# Troy Bilt Riding Mower Burning Oil



## Jeff1969 (Aug 25, 2010)

My wife's grandmother bought a TroyBilt Pony with a 17.5Briggs motor on it last year. A few weeks ago, something got wrapped around the blades and stopped the motor pretty hard. Now, when I can get it started,  it blows A LOT of white smoke from the muffler. I took the plug out and used the key to turn the motor and a lot of oil came out of the plug hole. 

Could this be a blown gasket or seal, or is the motor kaput? 

She can't find the original receipt, so we're going rounds with Lowes about warranty coverage......even though we can give the check it was paid for with.

Thanks in advance.


----------



## Redneck1919 (Aug 25, 2010)

Sounds like broken piston rings. Don't know what to do about Lowes. Go higher up the food chain.
Jim


----------



## Backlasher82 (Aug 25, 2010)

Jeff1969 said:


> She can't find the original receipt, so we're going rounds with Lowes about warranty coverage......even though we can give the check it was paid for with.



Have you contacted Troy-Built? It's their warranty, not Lowes unless you bought an extended one from Lowes.


----------



## 7Mag Hunter (Aug 25, 2010)

Does it smoke constantly while running, or just a little
smoke as soon as it starts ???
I have the 21HP model and occasionally mine will puff
a bit of smoke when it 1st starts, but does not smoke
while running....
I'd put a fresh plug in it and see if it will burn the oil out
while running...You might get lucky and just sucked
some oil into the cylinder when it stalled...


----------



## Jeff1969 (Aug 25, 2010)

It blows the smoke continually while running. Seems to run okay, as far as not making a lot of "damaged" sounds, just smokes like a beast, and I'm afraid to run it too long out of fear of it locking up on me or anything?

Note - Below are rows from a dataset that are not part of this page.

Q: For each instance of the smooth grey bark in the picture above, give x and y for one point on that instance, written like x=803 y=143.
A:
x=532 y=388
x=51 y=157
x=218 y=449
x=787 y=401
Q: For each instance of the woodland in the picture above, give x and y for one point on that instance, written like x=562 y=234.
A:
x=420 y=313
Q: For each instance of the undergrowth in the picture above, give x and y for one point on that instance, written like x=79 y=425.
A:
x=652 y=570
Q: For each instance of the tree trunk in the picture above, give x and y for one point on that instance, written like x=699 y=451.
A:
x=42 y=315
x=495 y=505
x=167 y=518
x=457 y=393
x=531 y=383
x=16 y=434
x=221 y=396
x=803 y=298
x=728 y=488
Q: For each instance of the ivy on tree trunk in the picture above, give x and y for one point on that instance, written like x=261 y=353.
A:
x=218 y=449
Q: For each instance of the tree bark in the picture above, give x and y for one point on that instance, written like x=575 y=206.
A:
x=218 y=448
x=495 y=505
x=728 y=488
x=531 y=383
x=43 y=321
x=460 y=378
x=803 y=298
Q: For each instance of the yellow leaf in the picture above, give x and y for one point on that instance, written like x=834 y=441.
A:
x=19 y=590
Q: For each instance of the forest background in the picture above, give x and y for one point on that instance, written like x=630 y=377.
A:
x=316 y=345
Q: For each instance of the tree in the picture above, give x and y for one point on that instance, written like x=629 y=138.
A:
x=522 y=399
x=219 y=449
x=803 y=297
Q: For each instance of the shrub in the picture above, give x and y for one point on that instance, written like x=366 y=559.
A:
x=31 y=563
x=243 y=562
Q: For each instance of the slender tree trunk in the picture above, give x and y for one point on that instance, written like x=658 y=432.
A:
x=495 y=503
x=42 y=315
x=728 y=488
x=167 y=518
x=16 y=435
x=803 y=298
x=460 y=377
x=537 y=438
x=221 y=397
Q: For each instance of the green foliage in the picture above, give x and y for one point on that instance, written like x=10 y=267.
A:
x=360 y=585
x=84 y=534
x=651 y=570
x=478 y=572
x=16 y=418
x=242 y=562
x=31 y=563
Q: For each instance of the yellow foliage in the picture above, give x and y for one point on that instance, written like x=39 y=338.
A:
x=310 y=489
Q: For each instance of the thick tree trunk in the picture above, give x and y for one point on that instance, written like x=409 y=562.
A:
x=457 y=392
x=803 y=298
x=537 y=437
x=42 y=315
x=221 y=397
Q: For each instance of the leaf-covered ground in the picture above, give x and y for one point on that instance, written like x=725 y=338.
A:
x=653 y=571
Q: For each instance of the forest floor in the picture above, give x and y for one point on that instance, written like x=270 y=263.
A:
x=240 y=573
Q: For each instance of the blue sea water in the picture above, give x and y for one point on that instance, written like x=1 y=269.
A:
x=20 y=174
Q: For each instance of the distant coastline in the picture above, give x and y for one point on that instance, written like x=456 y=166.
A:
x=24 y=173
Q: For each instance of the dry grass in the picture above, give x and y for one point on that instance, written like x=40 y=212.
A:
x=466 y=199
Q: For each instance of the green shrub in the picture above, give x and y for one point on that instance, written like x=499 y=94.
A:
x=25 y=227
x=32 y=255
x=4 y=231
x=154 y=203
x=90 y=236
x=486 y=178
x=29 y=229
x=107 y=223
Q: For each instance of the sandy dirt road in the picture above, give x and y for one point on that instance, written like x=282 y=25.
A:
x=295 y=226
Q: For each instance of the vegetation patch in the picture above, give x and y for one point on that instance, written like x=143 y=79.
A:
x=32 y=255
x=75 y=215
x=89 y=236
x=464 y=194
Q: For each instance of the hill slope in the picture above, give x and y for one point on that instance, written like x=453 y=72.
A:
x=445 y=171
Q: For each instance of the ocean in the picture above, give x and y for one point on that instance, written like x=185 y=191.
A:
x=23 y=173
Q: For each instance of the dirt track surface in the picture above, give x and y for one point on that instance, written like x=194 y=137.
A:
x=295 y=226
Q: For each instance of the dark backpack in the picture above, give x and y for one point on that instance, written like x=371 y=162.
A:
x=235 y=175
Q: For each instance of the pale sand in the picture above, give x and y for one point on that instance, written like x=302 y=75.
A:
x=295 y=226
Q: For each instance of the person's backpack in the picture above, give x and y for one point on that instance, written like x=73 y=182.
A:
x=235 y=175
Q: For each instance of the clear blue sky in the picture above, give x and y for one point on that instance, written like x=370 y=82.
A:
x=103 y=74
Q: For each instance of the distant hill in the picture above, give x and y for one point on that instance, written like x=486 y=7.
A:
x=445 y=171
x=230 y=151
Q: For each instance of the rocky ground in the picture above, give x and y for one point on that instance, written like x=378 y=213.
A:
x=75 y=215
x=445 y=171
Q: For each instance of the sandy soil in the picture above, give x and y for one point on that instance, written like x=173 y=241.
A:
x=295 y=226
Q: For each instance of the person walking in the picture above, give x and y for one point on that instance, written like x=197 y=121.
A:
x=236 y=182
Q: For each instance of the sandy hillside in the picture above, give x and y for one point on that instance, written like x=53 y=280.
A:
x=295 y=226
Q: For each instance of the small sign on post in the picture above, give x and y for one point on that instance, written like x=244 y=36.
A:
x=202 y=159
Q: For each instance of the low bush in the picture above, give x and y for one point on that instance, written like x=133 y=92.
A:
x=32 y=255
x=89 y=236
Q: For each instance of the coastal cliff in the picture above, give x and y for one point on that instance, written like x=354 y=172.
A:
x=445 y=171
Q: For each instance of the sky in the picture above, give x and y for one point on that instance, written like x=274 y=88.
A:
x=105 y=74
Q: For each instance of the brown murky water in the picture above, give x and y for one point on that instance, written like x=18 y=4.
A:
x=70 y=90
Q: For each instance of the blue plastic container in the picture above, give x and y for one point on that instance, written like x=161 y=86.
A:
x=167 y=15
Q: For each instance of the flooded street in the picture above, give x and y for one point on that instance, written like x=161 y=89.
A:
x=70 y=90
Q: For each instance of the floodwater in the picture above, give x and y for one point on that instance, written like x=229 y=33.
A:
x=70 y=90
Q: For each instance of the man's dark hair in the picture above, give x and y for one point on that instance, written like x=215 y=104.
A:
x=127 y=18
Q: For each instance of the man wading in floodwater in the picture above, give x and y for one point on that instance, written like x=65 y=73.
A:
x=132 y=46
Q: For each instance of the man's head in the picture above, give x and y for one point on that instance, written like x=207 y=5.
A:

Would running a bit of that Restore that you can buy for engines do any good to help it seal up or would it do more damage?


----------



## 7Mag Hunter (Aug 25, 2010)

Pull the plug after running to see if you have less oil showing on top
of the piston...It could take a while to completely burn any oil
in the combustion chamber....Just check the oil to make
sure its properly filled....If it ain't rattling or clanking, I would let
it run 5 mins to see if it clears up or gets worse as it heats up...
Is this 1 cylinder or 2 ??
Mine is 2 cyl and has 2 plugs....


----------



## Jeff1969 (Aug 25, 2010)

Single cylinder. I thought about maybe getting some electrical contact cleaner and shooting in the cylinder and leaving the plug out a day or so to let it dry.


----------



## Jeff1969 (Aug 26, 2010)

Okay, I got the plug cleaned up and started the mower. It smoked like a beast for the 4-5 mins I ran it. I have been browsing Briggs and Strattons website and they say it could be a blown head gasket?


----------



## poohbear (Aug 28, 2010)

If you turned the mower on it's side to get the blades untangled sometimes will let oil in the cylinder and it takes it a while to burn it out of cylinder and muffler, don't know how long you run it.


----------